I am the person who never sits still. I am constantly overextending myself, working late into the night waking up not only looking like a hot mess but feeling like a hot mess. One of my biggest problems is feeling like I have to have everything done right now. Then there is my constant need to feel productive by being busy. I know someone reading this understands the struggle. I mean even my idea of a rest day includes writing content and recording a new podcast episode. It was not until June of 2021 did the weight finally hit me. After being in a car accident a few months earlier I did the one thing I knew how to do best, stay busy. So in classic Mikita I can handle anything style I took on a new supervisor role at work, in the midst of adapting to my new role I started recording new episodes for my podcast. If that was not enough I scheduled the recordings every evening after for for then next 3 months. Them I signed up for a vendor space for Juneteenth, Oh no I did not stop there I was also asked to be a guest speaker all while finishing my certification. Did I mention that I have two daughters and a husband. Why do we find ourselves constantly adding more to our already busy life. Why is it so hard to hit pause and slow the fuck down and just sit in our emotions for a minute.
The one thing that I did not mention was that after the car accident it left me feeling powerless, voiceless, and broken. I knew that my constant need to be busy was my why of not having to deal with all those emotions.
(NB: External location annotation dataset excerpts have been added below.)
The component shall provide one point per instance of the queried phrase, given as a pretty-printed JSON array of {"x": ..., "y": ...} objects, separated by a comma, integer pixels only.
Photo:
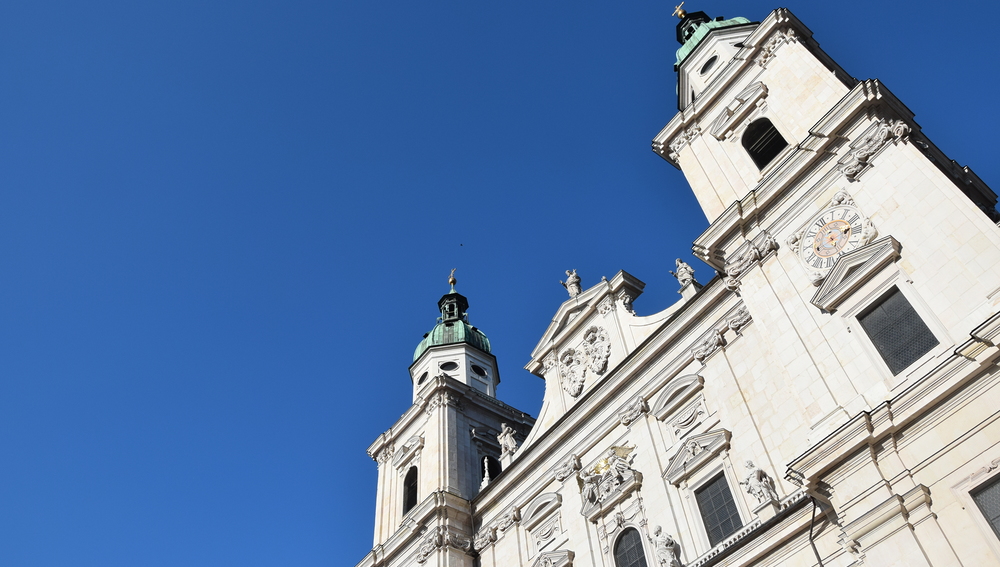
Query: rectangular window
[
  {"x": 898, "y": 333},
  {"x": 988, "y": 499},
  {"x": 718, "y": 510}
]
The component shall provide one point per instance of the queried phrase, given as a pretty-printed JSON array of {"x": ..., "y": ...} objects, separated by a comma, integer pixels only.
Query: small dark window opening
[
  {"x": 718, "y": 510},
  {"x": 492, "y": 465},
  {"x": 988, "y": 499},
  {"x": 628, "y": 550},
  {"x": 763, "y": 142},
  {"x": 410, "y": 490},
  {"x": 898, "y": 333}
]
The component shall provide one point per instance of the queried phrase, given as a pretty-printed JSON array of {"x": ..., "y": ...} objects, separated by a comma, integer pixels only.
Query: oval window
[{"x": 709, "y": 64}]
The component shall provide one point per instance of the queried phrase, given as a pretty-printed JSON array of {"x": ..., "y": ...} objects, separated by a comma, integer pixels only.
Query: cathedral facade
[{"x": 830, "y": 397}]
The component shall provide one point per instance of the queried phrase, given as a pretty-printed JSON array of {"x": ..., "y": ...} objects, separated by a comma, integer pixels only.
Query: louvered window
[
  {"x": 718, "y": 509},
  {"x": 988, "y": 499},
  {"x": 898, "y": 333}
]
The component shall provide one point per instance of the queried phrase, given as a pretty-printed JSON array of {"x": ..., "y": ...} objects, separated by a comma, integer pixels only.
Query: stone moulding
[
  {"x": 560, "y": 558},
  {"x": 852, "y": 270},
  {"x": 695, "y": 453},
  {"x": 678, "y": 391}
]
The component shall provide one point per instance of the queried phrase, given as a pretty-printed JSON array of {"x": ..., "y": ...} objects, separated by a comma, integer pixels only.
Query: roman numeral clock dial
[{"x": 832, "y": 233}]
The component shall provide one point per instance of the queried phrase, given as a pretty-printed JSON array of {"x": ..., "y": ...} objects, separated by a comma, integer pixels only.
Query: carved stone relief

How does the saying go “all good things come to an end” Yep just like the universe said I gave your ass a chance to get it together but since you hard headed let me give you a wake up call. (ring, ring) I got to work one morning and I could feel the anxiety building up my heart felt like it was beating 200 bpm. In that moment I felt all the stress I had been carrying crushing me. The car accident, all the worry, stress, lost, and grief had finally hit me full on and no amount of being busy was going to stop this from happening. I could feel the tears start as I ran to the bathroom to get myself together. For the first time in a very long time I cried big ugly tears. I allowed myself to feel afraid, to feel the loss, to just feel. It was in that moment that I hit pause then I hit the reset button. I gave myself permission heal without judgement.
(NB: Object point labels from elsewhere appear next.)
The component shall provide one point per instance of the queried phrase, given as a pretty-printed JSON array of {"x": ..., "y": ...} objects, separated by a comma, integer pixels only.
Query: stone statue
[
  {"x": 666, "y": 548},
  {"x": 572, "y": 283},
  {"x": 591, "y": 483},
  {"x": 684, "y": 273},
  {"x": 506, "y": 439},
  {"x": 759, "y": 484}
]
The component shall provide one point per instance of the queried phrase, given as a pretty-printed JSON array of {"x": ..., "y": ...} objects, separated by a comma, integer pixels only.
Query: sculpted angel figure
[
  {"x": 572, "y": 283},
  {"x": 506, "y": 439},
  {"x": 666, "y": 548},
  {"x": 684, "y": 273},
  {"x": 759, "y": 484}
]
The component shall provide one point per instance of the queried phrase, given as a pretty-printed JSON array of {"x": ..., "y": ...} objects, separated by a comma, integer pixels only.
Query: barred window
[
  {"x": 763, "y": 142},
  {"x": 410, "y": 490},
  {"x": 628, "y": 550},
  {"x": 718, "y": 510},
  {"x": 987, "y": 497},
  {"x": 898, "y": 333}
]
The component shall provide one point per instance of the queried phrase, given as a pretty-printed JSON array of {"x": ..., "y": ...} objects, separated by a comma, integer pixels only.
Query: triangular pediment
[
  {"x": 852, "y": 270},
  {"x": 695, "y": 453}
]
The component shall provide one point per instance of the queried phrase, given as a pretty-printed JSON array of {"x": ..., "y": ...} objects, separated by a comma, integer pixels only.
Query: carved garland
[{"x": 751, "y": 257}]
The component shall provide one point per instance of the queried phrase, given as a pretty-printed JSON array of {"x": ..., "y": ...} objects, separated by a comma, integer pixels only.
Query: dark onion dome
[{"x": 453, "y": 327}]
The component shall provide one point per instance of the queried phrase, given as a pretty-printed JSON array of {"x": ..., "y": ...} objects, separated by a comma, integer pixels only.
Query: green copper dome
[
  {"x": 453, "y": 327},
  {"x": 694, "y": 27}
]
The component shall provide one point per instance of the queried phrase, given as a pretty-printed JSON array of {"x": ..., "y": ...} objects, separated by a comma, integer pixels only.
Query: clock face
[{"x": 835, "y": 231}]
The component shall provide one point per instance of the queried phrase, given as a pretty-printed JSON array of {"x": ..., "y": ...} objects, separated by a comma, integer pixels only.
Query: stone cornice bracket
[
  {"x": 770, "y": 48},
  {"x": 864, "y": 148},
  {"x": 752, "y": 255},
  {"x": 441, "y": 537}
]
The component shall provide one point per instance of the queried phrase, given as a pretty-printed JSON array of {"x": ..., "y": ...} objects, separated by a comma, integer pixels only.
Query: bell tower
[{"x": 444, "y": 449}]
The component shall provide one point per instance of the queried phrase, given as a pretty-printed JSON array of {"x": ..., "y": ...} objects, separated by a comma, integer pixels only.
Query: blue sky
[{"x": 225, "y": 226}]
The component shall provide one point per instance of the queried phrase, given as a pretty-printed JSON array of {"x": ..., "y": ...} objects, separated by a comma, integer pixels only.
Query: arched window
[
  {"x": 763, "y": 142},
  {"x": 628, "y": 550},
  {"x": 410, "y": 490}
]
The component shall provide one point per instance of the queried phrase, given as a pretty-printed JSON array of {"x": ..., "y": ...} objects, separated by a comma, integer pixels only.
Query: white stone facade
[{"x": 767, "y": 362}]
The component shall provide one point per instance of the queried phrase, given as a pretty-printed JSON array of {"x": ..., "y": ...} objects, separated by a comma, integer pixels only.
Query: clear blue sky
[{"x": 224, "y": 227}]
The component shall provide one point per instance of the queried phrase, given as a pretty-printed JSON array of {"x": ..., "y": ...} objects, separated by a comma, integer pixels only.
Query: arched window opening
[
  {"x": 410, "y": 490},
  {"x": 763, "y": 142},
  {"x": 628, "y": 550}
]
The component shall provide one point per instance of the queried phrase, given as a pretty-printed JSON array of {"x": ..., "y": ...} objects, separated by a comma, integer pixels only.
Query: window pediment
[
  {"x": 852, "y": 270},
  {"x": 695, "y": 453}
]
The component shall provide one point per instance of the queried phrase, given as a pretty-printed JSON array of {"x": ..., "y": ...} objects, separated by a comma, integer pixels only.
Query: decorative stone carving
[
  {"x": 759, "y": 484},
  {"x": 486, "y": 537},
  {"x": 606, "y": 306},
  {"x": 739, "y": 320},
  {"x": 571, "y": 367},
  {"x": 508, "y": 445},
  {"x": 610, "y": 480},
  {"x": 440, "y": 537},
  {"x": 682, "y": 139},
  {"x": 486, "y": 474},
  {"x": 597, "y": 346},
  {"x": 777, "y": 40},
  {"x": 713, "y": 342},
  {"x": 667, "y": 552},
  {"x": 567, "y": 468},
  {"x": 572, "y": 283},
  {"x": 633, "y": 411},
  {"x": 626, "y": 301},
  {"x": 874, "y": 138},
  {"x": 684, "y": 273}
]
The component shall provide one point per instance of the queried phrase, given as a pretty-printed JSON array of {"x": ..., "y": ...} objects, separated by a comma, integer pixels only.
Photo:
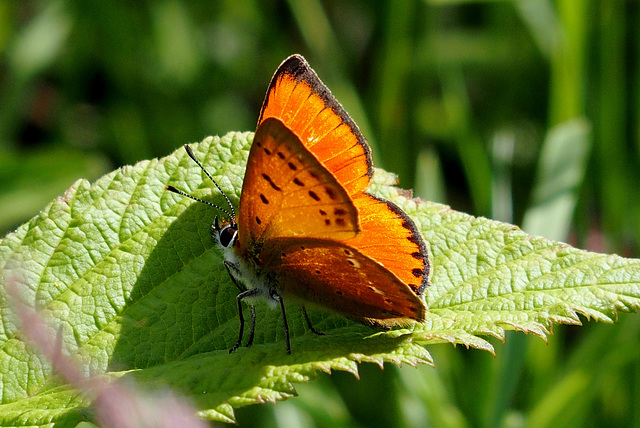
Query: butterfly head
[{"x": 225, "y": 232}]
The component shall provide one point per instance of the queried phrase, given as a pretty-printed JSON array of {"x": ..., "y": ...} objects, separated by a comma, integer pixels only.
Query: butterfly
[{"x": 306, "y": 229}]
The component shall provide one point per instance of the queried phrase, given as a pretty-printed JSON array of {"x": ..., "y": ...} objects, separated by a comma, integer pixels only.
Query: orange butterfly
[{"x": 305, "y": 228}]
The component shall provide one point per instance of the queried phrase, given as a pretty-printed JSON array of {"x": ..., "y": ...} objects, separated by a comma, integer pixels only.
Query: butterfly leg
[
  {"x": 239, "y": 297},
  {"x": 285, "y": 325},
  {"x": 231, "y": 267},
  {"x": 306, "y": 318}
]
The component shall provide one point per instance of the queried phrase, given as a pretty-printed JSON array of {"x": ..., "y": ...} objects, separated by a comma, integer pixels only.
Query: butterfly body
[{"x": 306, "y": 229}]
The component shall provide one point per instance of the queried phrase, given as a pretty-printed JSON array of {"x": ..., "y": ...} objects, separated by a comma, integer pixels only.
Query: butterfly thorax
[{"x": 244, "y": 265}]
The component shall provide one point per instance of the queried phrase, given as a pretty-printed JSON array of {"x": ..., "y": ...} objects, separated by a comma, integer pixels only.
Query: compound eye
[{"x": 227, "y": 236}]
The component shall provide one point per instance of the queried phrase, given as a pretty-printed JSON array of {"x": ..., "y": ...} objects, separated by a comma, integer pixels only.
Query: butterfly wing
[
  {"x": 305, "y": 105},
  {"x": 386, "y": 226},
  {"x": 298, "y": 98},
  {"x": 339, "y": 277},
  {"x": 287, "y": 192}
]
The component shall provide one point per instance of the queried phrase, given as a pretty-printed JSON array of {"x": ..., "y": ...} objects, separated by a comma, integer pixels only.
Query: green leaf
[{"x": 129, "y": 275}]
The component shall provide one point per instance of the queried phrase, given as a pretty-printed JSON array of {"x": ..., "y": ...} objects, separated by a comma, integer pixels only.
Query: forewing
[
  {"x": 298, "y": 98},
  {"x": 287, "y": 192}
]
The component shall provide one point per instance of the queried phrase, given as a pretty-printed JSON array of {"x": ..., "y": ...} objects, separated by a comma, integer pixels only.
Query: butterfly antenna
[
  {"x": 231, "y": 215},
  {"x": 180, "y": 192},
  {"x": 193, "y": 156}
]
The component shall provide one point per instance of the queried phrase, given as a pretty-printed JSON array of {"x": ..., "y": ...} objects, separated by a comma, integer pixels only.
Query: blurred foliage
[{"x": 525, "y": 111}]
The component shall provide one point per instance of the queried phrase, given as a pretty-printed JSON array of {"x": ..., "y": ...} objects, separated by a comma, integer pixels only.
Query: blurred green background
[{"x": 522, "y": 111}]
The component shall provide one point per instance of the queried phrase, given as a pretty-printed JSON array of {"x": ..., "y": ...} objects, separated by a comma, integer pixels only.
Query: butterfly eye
[{"x": 227, "y": 235}]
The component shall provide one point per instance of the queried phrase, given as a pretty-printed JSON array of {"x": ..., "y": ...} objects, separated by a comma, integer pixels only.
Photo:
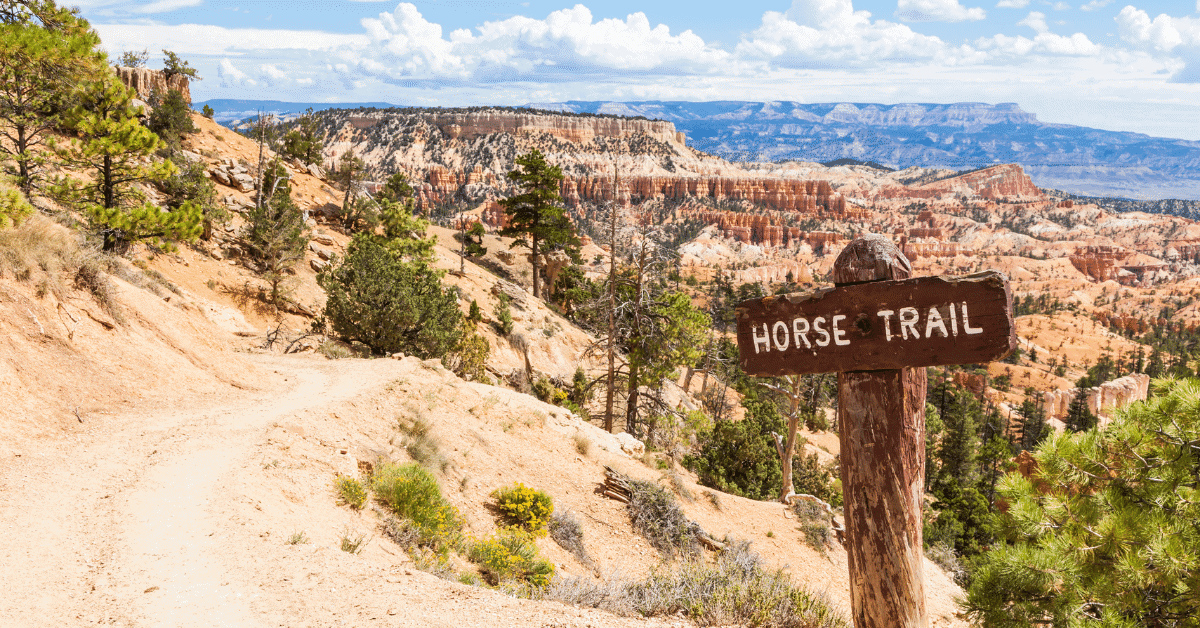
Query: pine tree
[
  {"x": 396, "y": 189},
  {"x": 391, "y": 304},
  {"x": 1104, "y": 532},
  {"x": 275, "y": 232},
  {"x": 351, "y": 174},
  {"x": 301, "y": 143},
  {"x": 171, "y": 119},
  {"x": 535, "y": 219},
  {"x": 43, "y": 53},
  {"x": 112, "y": 147},
  {"x": 1079, "y": 418},
  {"x": 1032, "y": 425}
]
Why do we as women feel like we have to be so damn strong all the time as if we are really made of Teflon. Not only do have this never let them see you cry mentality we also have this I can do it by myself and anything less is a sign of weakness attitude. Well I no longer subscribe to that I am the first one to speak up for emotional awareness, mental breaks as well as spiritual connection to self. How can you protect yourself while hitting pause. You can hit reset as many times as you need there is no one and done. Check these easy tips:
Don’t hide from your emotions, use your support system they love you they want to be their for you.
Talk to a professional, don’t let the stigma of stop you from taking control of your life.
Get clear about your non negotiables ex No work on Saturday or No work after a certain time
Take one day a week make it extra special that is your day buy yourself flowers take a bubble bath drink a glass of wine get a new pair of sexy PJ’s that make you feel great.
Show yourself some compassion.
Give yourself permission to not be so strong all the time.
Remember you can hit pause, reset or both at the same time. You have the power!